Trask was selected as vice chair of the full board, while Waiheʻe will chair the Committee on Resource Management assisted by Vice Chair Alapa. Akaka will chair the Committee on Beneficiary Advocacy and Empowerment.

“I am beyond honored to see the faith and confidence that my fellow trustees have placed in me, and I promise them that I will continue to work as hard as I have since first accepting this leadership role two years ago,” Lindsey said.

“We will continue to share our message of working together in a spirit of unity and lōkahi, and we will strive to do our very best in bettering the lives of the Native Hawaiian community because that is what our people truly deserve.”

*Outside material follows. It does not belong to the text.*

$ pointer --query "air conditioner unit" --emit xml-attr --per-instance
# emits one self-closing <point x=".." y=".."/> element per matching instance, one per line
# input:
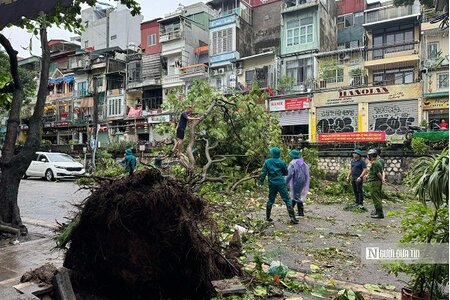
<point x="344" y="56"/>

Following the formal investiture at Kawaiahaʻo Church, guests continued the celebration at a festive luncheon lūʻau style at Hakuone, OHA’s property at Kakaʻako Makai. The event was catered by Haili’s Hawaiian Foods and entertainment was provided by a trio of musicians led by Iwalani Apo. Guests were also treated to impromptu performances by trustee/musicians Carmen “Hulu” Lindsey and Keoni Souza, each of whom took a turn on the stage to the delight of the crowd. – Photos: Joshua Koh

Special Lei Hulu Created for Investiture of Newly Elected Trustees

Photo: Lei hula
Photo: Lehua Itokazu

As part of a long-standing tradition, special lei hulu (feather lei) were created for this year’s newly elected OHA trustees and presented to them during investiture ceremonies. The stunning lei hulu design, by master lei-maker Kawika Lum-Nelmeida and pictured here, was inspired by OHA’s vision, “Hoʻoulu Lāhui Aloha” (To Raise a Beloved Lāhui). Board Chair Carmen “Hulu” Lindsey asked only that the base color for the lei hulu be black – the design itself was left to Lum-Nelmeida. Working with OHA CEO Dr. Sylvia Hussey and Operations Support Coordinator Remy Keliihoomalu, Lum-Nelmeida based the final design for the lei hulu on the organization’s strategic foundations: ʻohana, moʻomeheu (culture) and ʻāina. In the center of the lei, the yellow band complemented with green and black represents ʻohana. On either side, the green band offset with brown and black represents moʻomeheu, while the red band offset with brown and black represents ʻāina. Together the elements of the lei hulu are symbolic of OHA’s kuleana to help restore and uplift our lāhui. By accepting the lei hulu and the kaona that it represents, trustees accept their kuleana and carry it forward.

Hoʻomanaʻo Kākou

Photo: OHA Trustees at the investiture on the steps of ʻIolani Palace
The last time all nine trustees were inducted together was nearly 42 years ago when the OHA Board was first established. Pictured above, at their investiture on the steps of ʻIolani Palace on Jan. 17, 1981, are the members of OHA’s first Board of Trustees. L-R: A. Frenchy DeSoto; Thomas K. Kaulukukui, Sr.; Rodney K. Burgess, III; Roy L. Benham; Dr. A. Leiomalama Solomon; Joseph G. Kealoha, Jr.; Walter L. Ritte, Jr.; Peter K. Apo; and Moses K. Keale, Sr.